CompletelyConfigurableTrainTest

Found in tribuo-data, org.tribuo.data.CompletelyConfigurableTrainTest is like ConfigurableTrainTest, but expects the training and testing datasources to be configurable, and loaded from the config file. This program can be used to run a complete experiment only using the configuration system and a few flags.

tribuo-classification-experiments' ConfigurableTrainTest

Found in tribuo-classification-experiments, org.tribuo.classification.experiments.ConfigurableTrainTest is similar to the one from data but is specialised to classification problems, and so requires fewer arguments and less configuration. It also exposes classification specific options such as per label weights for training, and also the ability to write out the predictions to a text file for downstream processing.

RunAll

Found in tribuo-classification-experiments, org.tribuo.classification.experiments.RunAll performs the same train/test experiment on every Trainer in the supplied configuration file. This can be used to quickly compare several trainers, either instances of the same trainer with different hyperparameters, or different trainers. It writes out the model and the performance evaluations to files in the specified directory.

Test

Found in tribuo-classification-experiments, org.tribuo.classification.experiments.Test loads in a serialised model file, and evaluates it on the specified testing dataset, optionally writing out the predictions to a text file.

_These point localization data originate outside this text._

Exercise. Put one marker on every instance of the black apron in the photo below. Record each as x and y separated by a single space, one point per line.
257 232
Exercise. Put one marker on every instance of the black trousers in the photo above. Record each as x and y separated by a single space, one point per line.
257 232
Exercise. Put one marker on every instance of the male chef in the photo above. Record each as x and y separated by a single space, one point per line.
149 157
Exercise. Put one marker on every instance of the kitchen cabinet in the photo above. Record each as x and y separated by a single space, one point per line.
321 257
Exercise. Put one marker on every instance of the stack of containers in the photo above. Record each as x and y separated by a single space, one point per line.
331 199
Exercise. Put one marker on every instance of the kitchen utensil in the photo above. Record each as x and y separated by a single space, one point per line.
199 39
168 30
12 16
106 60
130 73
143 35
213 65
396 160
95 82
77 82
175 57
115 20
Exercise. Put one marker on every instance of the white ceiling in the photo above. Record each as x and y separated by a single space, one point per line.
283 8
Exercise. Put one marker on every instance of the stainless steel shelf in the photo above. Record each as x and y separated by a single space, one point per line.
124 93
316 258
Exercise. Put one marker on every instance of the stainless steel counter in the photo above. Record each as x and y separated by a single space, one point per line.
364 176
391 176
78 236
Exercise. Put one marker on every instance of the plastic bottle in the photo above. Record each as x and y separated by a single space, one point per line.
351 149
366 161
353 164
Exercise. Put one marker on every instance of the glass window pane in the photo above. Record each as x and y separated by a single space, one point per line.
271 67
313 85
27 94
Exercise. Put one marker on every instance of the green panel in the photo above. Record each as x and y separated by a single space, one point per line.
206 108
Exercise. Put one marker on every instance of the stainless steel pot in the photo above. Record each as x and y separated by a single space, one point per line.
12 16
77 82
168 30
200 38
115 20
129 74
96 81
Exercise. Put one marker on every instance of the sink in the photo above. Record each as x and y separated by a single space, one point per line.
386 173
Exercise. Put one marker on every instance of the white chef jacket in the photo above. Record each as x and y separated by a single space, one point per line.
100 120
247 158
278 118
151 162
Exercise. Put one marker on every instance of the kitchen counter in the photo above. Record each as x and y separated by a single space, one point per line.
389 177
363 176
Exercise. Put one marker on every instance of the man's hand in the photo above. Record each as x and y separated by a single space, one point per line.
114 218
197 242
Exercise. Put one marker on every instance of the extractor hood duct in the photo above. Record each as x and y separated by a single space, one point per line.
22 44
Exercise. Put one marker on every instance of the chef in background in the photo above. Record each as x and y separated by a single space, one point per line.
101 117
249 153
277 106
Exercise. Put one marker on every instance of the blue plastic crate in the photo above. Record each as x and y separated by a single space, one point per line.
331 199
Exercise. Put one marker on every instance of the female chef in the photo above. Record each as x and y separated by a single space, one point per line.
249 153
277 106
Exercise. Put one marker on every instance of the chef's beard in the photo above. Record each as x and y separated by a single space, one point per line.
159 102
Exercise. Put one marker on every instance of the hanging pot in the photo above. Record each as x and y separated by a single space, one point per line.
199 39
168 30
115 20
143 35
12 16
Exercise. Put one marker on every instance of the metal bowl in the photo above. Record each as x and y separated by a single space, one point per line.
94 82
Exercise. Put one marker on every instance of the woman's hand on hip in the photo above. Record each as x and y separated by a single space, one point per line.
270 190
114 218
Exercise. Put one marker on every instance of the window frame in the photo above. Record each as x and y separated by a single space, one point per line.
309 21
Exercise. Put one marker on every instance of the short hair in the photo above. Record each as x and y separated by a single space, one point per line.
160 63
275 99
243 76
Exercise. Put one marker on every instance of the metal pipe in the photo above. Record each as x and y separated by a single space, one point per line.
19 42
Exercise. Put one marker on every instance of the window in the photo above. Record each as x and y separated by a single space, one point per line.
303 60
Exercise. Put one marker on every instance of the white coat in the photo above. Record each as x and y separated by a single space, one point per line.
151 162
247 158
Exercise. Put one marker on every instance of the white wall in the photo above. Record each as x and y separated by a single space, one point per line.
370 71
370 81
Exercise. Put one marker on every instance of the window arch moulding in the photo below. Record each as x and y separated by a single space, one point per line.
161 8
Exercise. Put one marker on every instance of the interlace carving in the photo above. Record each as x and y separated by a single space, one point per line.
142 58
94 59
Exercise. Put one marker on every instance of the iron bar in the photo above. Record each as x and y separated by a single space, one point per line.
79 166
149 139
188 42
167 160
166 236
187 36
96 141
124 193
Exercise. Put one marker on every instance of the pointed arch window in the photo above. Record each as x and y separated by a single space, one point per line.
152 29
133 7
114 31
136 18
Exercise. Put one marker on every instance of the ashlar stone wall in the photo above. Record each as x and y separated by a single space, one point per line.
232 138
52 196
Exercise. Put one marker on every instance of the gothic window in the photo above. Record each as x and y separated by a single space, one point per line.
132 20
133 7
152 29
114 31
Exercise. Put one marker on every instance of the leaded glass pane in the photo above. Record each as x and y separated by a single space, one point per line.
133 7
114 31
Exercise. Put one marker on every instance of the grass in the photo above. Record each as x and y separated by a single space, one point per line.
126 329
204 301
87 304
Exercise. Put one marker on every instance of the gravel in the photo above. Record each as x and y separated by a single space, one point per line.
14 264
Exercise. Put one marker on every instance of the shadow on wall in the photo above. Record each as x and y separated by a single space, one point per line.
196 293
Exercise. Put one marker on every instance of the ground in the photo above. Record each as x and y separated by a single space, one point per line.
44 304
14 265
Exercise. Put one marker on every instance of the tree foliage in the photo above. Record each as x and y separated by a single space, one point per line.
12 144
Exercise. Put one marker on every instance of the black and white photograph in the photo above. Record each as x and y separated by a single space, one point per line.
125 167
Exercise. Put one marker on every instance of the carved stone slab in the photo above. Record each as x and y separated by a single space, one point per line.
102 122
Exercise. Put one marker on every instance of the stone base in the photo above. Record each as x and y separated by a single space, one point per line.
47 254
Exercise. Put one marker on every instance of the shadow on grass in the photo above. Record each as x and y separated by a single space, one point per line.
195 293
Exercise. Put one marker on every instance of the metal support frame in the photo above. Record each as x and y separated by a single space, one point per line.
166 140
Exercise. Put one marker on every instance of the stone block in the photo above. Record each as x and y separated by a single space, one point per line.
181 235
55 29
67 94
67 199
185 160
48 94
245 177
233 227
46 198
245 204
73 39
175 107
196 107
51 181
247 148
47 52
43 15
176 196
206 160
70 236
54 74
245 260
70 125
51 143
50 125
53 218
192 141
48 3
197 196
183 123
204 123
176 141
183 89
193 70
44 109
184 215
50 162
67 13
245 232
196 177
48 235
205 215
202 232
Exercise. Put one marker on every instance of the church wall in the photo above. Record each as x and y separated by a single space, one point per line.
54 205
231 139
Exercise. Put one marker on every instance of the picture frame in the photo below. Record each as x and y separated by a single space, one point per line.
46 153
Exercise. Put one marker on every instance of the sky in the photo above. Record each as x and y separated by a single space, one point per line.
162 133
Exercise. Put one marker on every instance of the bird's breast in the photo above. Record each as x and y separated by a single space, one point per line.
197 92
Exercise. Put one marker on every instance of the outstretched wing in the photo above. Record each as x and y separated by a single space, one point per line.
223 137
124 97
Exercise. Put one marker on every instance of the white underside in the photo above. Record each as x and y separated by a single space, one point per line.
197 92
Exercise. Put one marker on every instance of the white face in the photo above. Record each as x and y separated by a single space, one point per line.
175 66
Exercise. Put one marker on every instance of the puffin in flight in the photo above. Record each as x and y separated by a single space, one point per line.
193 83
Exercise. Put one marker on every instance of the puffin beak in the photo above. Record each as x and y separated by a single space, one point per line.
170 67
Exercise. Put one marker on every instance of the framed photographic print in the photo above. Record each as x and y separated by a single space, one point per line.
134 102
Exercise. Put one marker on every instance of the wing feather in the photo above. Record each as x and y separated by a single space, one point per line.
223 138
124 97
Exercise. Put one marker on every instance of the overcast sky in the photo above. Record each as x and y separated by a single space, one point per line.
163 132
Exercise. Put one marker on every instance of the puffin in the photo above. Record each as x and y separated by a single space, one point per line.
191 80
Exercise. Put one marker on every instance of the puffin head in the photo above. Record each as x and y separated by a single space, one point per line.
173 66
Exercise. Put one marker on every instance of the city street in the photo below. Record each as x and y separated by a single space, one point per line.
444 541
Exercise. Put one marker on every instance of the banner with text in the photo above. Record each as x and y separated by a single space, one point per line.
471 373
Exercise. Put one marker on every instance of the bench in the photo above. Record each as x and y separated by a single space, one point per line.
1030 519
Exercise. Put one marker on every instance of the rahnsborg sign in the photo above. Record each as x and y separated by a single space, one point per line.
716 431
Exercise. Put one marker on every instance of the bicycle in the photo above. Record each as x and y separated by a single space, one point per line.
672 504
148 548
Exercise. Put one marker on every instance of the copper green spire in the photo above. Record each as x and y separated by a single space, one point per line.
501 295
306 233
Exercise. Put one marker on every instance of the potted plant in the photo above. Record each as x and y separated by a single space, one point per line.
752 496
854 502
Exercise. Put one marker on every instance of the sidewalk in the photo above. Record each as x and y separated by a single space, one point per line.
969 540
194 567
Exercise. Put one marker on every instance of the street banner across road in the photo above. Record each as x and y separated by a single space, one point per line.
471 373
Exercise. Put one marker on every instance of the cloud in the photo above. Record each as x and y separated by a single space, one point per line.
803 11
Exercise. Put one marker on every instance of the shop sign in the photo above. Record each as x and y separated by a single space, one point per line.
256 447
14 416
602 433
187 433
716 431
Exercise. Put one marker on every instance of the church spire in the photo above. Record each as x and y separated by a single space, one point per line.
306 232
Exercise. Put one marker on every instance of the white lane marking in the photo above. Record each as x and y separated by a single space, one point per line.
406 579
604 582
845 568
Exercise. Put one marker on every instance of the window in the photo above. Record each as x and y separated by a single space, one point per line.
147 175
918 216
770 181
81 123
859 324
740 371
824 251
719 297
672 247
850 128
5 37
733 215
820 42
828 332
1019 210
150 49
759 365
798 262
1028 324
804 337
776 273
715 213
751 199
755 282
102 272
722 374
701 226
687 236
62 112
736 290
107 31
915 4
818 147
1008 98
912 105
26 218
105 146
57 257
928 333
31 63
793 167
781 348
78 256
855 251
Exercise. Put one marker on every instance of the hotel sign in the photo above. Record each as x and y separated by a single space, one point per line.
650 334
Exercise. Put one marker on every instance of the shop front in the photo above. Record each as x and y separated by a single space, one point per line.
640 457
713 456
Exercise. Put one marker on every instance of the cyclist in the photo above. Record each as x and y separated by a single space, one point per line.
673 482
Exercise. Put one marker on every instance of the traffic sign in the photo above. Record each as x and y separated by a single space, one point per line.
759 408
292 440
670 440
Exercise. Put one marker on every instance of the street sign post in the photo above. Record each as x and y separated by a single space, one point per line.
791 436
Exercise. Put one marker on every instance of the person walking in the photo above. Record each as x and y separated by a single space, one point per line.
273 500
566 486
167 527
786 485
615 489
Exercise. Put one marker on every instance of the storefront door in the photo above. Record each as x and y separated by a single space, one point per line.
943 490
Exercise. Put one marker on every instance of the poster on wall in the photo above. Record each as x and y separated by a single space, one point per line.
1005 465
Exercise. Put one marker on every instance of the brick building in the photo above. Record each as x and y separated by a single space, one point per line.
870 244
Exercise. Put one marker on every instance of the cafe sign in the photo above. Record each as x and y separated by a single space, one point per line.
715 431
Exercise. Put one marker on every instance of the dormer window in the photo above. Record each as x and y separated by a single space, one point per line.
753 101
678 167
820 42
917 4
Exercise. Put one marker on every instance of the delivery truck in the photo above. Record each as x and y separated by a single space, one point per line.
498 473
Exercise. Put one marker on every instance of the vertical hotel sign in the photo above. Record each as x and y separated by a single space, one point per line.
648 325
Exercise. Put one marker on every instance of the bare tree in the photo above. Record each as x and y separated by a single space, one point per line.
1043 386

tribuo-classification-experiments' TrainTest

Found in tribuo-classification-experiments, org.tribuo.classification.experiments.TrainTest aggregates most of the classification algorithms available in Tribuo into a single program. A single program with a huge number of command line arguments. This lets you easily run a variety of different algorithms from the same program to see their performance.

SeqTest

Found in tribuo-classification-sgd, org.tribuo.classification.sgd.crf.SeqTest lets you train a CRF model using the specified gradient descent algorithm on either a toy sequence dataset, or a serialised SequenceDataset specified as an argument. This serves as an example of how to train and test a sequence model, though in general sequences are evaluated using a more complex methodology than the one used in LabelSequenceEvaluator.